If you're going to go through *this* trouble, you can do it with
Debian just as easily (in fact, probably a little easier).  Just have
pbuilder running on the second building machine, and dump everything
into an apt-gettable resource.

In fact, that's what I've done here.  I set up pbuilder with a woody
image on my workstation (it's a P3-866 that is idle all night,
compared to my p2-233 server).  pbuilder builds, and dumps everything
into a repository that I apt-get from the server.  Because Debian is
already made for binary redistribution, this is actually easier.

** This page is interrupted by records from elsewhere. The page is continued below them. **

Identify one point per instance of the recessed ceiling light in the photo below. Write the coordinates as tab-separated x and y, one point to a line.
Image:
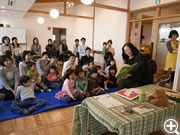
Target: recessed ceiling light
87	2
40	20
54	13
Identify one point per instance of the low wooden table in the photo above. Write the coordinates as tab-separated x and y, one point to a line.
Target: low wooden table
91	117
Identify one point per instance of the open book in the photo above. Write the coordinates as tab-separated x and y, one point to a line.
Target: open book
125	69
141	109
129	94
107	101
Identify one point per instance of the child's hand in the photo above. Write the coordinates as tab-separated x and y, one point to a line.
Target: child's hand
101	89
38	81
15	101
14	92
73	98
126	76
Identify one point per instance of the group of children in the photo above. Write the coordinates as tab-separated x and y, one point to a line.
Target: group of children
46	73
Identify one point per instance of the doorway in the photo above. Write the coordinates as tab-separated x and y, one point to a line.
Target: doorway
58	35
164	30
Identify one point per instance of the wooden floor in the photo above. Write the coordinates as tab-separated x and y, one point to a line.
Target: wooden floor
54	122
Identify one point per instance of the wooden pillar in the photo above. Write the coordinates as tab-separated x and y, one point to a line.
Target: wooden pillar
93	28
128	23
65	7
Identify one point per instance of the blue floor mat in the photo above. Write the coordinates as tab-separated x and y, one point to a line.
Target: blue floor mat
52	103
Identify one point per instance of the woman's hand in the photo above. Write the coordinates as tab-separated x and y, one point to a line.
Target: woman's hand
126	76
73	98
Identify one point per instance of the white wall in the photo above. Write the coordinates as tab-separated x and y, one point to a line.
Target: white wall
110	25
116	3
135	4
76	28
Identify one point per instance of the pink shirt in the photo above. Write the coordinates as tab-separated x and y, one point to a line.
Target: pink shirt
111	50
69	87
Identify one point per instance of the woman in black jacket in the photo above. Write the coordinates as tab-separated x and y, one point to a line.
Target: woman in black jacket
138	76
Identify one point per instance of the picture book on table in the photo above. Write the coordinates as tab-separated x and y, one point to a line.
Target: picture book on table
129	94
125	69
141	109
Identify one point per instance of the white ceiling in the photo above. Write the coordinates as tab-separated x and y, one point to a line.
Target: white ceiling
18	9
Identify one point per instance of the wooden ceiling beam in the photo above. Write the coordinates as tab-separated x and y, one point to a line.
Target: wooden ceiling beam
48	1
98	5
62	14
156	6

And yes, I've been toying with the idea myself of putting Gentoo on my
workstation.  I tend to like to modify most of the software I run (in
minor ways, usually).

        I'm starting to think that gentoo will be popular with people
        who are curious about Linux and the type of people who would
        probably hot rod/mod their Hondas.  It is something you
        wouldn't mind doing to your pet machine, but I can't picture
        it catching on much in the land of company desktops and server
        rooms.

Yeah, well, people who mod their Hondas have screws loose upstairs
anyways. :P  Gentoo users don't deserve *that* kind of comparison.

        OK, that will be my plan B if gentoo fails me one more time.
        It has been making gnome for the last 5 hours, and so far it
        is stable.

Good.  I've debootstrapped several systems, feel free to ask for
assistance, but it's pretty straightforward.

If you're going to go through the trouble of booting KNOPPIX to build
a debian system, why not just insert the installation CD?